Barriers Prevent Hispanic Immigrants From Using Banking Services
A majority of immigrants from Mexico in New York City do not have bank accounts, a recent study from the city's Department of Consumer Affairs shows.
"In our sample, by far Mexicans were the least banked (only 43 percent had bank accounts) compared to Ecuadorians (65 percent) and Chinese (95 percent)," the study brief noted.
It stated that the average number of years in the country for Mexican immigrants was 10.4 years, and that 82 percent of the Mexican immigrants in the survey were undocumented. Ecuadorian immigrants averaged 11.5 years in the country and 62 percent were undocumented.
Highly cited as reasons for not having a bank account in the study were the perceptions of how much it cost to start an account, a perceived lack of necessary legal documents and the lack of Spanish-speaking banking staff.
However, the report noted that saving was a high priority among all its surveyed groups.
"Despite reported barriers, respondents from the three immigrant groups studied are taking important steps toward financial security: well over half of respondents reported engaging in savings at all income levels," the report said. "Indeed, among all three communities, even the lowest earners reported having some savings, and the percent of respondents who had savings increased as income rose."
But often these savings come in the form of "cash under the mattress" accounts, a practice that exposes immigrants to loss. And the problem is certainly not limited to New York.
"Many immigrants come from countries in which banks are not trusted, and choose not to involve themselves, even at the most basic level, with the U.S. banking system," notes Anne Maries Weiss Armush in the DFW International Community Alliance's "Guide to Managing Your Money," an informational bulletin distributed to immigrants in the Dallas, Texas area.

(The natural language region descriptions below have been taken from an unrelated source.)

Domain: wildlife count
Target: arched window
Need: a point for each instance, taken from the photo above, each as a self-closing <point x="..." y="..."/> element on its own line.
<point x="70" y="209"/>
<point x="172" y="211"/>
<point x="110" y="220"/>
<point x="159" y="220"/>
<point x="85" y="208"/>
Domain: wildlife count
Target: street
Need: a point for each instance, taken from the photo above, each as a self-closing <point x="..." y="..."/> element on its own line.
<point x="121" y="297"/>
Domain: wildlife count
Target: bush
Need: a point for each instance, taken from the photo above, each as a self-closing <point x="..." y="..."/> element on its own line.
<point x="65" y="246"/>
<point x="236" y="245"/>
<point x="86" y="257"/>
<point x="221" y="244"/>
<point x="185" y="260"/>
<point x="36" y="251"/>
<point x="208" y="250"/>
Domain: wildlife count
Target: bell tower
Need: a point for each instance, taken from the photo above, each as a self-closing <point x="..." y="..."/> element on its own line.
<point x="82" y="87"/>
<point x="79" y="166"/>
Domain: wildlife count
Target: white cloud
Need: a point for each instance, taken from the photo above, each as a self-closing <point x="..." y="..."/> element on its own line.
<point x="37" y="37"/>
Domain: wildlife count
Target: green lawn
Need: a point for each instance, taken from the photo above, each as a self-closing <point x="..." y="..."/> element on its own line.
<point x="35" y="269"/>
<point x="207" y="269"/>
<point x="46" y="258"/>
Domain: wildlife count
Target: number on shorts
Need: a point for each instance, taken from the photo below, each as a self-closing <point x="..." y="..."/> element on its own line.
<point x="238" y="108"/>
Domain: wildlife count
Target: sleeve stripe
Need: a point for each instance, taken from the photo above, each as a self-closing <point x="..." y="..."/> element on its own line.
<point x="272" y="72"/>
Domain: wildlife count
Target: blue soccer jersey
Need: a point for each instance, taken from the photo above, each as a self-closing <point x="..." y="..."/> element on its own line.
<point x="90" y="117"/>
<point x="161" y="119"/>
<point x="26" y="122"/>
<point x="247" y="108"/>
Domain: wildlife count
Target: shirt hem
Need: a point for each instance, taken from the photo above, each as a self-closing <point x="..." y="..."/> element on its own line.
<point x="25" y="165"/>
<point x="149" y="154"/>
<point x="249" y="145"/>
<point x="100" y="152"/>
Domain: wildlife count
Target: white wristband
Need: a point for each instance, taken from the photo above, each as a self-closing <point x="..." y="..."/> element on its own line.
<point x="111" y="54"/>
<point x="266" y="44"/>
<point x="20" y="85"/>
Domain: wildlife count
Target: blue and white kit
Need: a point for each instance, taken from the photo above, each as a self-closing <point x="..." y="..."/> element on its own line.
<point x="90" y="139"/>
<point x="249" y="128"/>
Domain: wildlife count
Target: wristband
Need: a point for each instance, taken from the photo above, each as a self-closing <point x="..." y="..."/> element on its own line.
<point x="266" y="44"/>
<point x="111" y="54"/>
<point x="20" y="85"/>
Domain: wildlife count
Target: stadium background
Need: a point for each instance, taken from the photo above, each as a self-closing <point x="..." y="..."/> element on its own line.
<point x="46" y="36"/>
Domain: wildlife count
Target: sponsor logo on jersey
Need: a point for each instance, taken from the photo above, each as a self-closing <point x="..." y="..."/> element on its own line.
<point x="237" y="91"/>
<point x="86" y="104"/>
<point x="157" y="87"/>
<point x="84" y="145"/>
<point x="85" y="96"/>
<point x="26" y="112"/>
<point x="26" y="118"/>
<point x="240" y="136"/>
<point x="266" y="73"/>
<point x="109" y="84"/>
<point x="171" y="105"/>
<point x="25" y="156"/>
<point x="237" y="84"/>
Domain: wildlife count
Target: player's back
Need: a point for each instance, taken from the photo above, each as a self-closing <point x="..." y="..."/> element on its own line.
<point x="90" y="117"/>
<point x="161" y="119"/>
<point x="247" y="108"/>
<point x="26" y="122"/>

"Whether they are suspicious of the banking system or lack knowledge about the range of available bank services and their eligibility for such services, many keep large amounts of cash at home rather than saving it in an accounted insured by the FDIC. They rely on check cashing, money transfer, or pay-day loan operations that charge higher fees and interest rates than do banks. They don't know how to repair their credit or to develop a credit history that might enable them to secure a loan to start a business or to purchase a home."